Activation-induced cell death (AICD) in the T cell hybridomas use the similar proteases activation cascade as Fas-mediated cell death, but different from Dexamethasone-induced cell death : Shin-ichi YAMASHITA1, Satoshi IKEI1, Jun-ichi MIZUTANI1, Miyuki DOIGUCHI1, Yoshio HAGA1, Mitsuhiro ARAI1, Yasuyuki TSURUMOTO1, Pierre Vassalli2, Michio OGAWA (1 Dept. of Surg., National Kumamoto Hosp., 2Dept. of Path., Univ. de Geneve,　3 Dept. of Surg., Kumamoto Univ. )

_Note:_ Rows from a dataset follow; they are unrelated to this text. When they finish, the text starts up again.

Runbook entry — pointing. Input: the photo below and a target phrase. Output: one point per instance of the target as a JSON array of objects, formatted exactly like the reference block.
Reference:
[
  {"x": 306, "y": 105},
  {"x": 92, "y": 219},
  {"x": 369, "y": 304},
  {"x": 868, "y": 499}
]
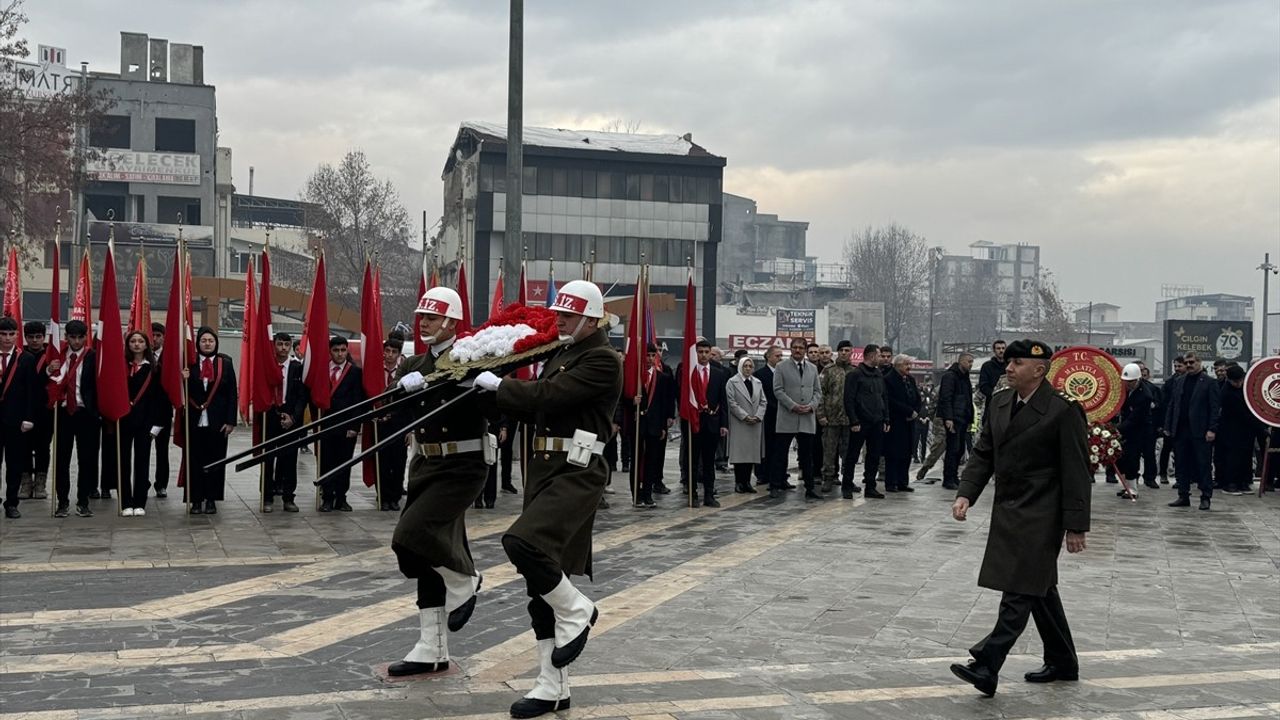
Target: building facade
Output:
[{"x": 606, "y": 200}]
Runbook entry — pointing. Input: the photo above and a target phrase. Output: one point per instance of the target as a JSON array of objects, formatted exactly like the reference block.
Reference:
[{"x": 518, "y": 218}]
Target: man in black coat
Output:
[
  {"x": 955, "y": 410},
  {"x": 868, "y": 420},
  {"x": 657, "y": 415},
  {"x": 280, "y": 473},
  {"x": 1033, "y": 438},
  {"x": 78, "y": 424},
  {"x": 21, "y": 395},
  {"x": 346, "y": 390},
  {"x": 1192, "y": 408},
  {"x": 764, "y": 373},
  {"x": 712, "y": 424}
]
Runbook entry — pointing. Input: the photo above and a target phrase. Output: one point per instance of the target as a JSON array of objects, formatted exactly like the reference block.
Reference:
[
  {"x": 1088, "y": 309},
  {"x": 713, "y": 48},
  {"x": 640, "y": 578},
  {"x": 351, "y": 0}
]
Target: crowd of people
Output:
[{"x": 812, "y": 408}]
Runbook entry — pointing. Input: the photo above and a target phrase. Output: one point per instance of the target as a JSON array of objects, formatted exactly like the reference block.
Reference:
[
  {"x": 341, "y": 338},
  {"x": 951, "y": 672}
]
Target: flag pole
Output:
[
  {"x": 53, "y": 451},
  {"x": 182, "y": 359}
]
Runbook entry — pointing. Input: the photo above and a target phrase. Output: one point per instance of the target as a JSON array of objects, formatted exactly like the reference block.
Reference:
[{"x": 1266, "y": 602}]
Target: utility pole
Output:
[
  {"x": 1267, "y": 269},
  {"x": 513, "y": 235}
]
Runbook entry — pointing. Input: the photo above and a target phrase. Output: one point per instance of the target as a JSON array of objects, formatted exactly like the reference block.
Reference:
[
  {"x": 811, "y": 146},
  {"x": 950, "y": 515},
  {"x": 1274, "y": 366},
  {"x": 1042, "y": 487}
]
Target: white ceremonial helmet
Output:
[
  {"x": 1132, "y": 372},
  {"x": 440, "y": 301},
  {"x": 580, "y": 297}
]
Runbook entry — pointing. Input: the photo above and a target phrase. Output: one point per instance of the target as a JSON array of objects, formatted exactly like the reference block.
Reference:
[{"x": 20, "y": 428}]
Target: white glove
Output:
[{"x": 412, "y": 382}]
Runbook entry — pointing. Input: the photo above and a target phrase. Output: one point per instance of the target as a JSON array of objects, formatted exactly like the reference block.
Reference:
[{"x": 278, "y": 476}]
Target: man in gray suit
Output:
[{"x": 795, "y": 384}]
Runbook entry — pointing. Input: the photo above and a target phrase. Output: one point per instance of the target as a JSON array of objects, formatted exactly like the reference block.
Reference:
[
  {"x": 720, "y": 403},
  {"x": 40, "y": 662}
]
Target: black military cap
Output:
[{"x": 1028, "y": 350}]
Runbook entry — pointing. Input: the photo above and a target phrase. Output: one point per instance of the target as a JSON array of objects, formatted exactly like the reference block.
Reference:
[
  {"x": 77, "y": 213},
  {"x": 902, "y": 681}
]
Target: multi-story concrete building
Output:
[
  {"x": 609, "y": 197},
  {"x": 997, "y": 282},
  {"x": 1214, "y": 306}
]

Activation-induced cell death(AICD) in T cell hybridomas is a model of negative selection in immature T cell. This pathway is closely related to Fas-FasL interaction and antagonized by glucocorticoid. We here demonstrate that anti-CD3 cross-linking sequentially leads to activation of cysteine proteases of the interleukin-1b converting enzyme(ICE) and CPP32 types in T cell hybridomas as similar protease activation cascade as Fas-mediated cell death, and dexamethasone activates CPP32 like-proteases without ICE like-proteases activation. Although activation of T cell hybridomas induce G1/S block followed by apoptosis, anti-Fas cross-linking is not related to cell cycle. These observation are consistent with p21 induction in AICD and suggest that the early stage of AICD is different from Fas-mediated cell death . Taken together, these three types of cell death is closely related each other , and regulated in Tcell development.